7 Ср. в этой связи судьбу западноевропейского позитивизма на русской почве, давшего, помимо прочего, такое специфически русское явление как нигилизм — европейская «положительность» обернулась сугубой отрицательностью. Ср.: Когда молодой естествоиспытатель во Франции середины XIX в. резал лягушку, это означало желание сделать еще одно открытие или сдать еще один экзамен. Когда лягушку режет Базаров, это означает отрицание всего (Лотман, Успенский 1975: 175; разрядка авторов. — М.Л.).
8 Для Батюшкова важен здесь и этимологический смысл сокровища — «сокровенное», «скрытое» («Сокровище мое, куда сокрылось ты»),
9 Ср. формулировку Г. П. Федотова: Говоря о русской интеллигенции, мы имеем дело с единственным, неповторимым явлением истории (Федотов 1991: 67). Г. Федотов занимает особое место в истории русской мысли и к антнинтеллигентскому направлению отнесен быть не может, однако в цитированной статье он не только исследует русскую интеллигенцию, но и вершит суд над ней.

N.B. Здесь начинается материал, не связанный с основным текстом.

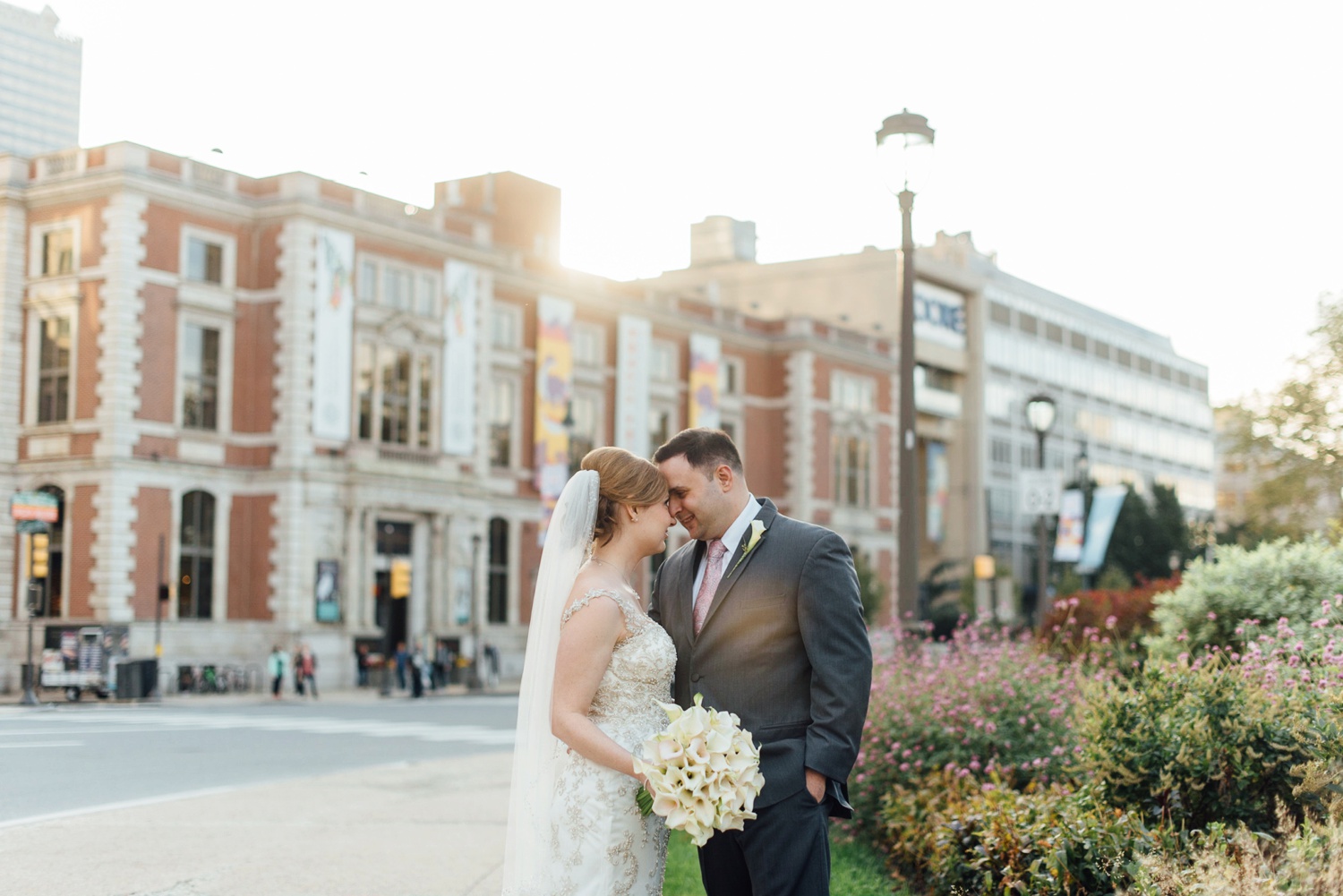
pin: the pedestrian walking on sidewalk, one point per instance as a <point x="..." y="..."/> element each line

Особый интерес в этом отношении представляет позиция А. И. Солженицына, с точки зрения которого советская интеллигенция не достойна даже своего звания и должна быть переименована:
...сей образованный слой, все то, что самозвано и опрометчиво зовется сейчас «интеллигенцией», называть образованщиной (Солженицын 1995:99; курсив автора. — М.Л.).
Спору нет — «образованщина» звучит обиднее, но — вопреки писателю — вовсе не из-за своего корня, но суффикса, некогда служившего знаком высокого церковнославянизма, ныне — просторечия («деревенщина-засельщина» и т. п.; ср. также старое прозвище интеллигенции: «кружковщина»). У всякого, кто хотя бы в общих чертах знаком со складом мысли писателя, особенно же с его лингвистическим мировоззрением, здесь не может не возникнуть недоумения: слово русского звучания конструируется им специально в качестве сниженного варианта «иностранного» — «свое» оказывается хуже, ниже «чужого». В этой связи следует отметить, что тенденцию употреблять русское в снижающем значении Солженицын считает характерной именно для образованщины и как таковую сурово осуждает:
...пройдитесь по знатным образованским 10 семьям, кто держит породистых собак, и спросите, как они собак кличут. Узнаете (да с повторами): Фома, Кузьма, Потап, Макар, Тимофей (Солженицын 1995:119-120)11.
Отмеченная двойственность имеет самое непосредственное отношение к проблеме свободы. Ориентация на Запад для интеллигенции психологически всегда означала, в первую очередь, ориентацию именно на свободу. С другой стороны, сам факт ориентации на какую-либо готовую модель вообще, особенно же заимствованную с Запада, мог означать и прямо противоположное — ограничение свободного поиска, попытку втиснуть все многообразие жизни в прокрустово ложе готовых решений. С славянофильско-почвеннической точки зрения свобода не может быть результатом «рабского подражания»; более того, православный Восток с его идеалом органической соборности воспринимается как внутренне более свободный по сравнению с механическим Западом со всеми его рассудочными и формальными свободами.
-------------------------------
10 Сомнительная форма от «образованщины»; скорее всего, финаль«-ским» пришла из интеллигентских семей. (Д. Штурман в вышедшем под редакцией А. И. Солженицына исследовании предлагает более корректную форму образованщицкий, однако ввиду явной неудобоупотребительности термина и она предпочитает говорить не об образованшине, а об интеллигентоидах. — Штурман 1993: 147-148.)
11 Любопытно, как в этой связи должен оцениваться Крылов с его «А Васька слушает да ест», где Васька — не только кот, но и, как известно, Наполеона Вообще же традиция называния животных (в первую очередь лесных, но затем и домашних) человеческими именами восходит к мифу и фольклору, и никакого отношения к пренебрежению русскостыо не имеет.
4. Жертва vs, работа. Жертвенность является одной из центральных категорий русской интеллигенции, причем самым непосредственным образом связанной с проблемой свободы: интеллигент (варианты: народоволец, революционер и т. п.) жертвует собственным благополучием, а в идеале — и жизнью ради свободы и счастья других (т. е. народа).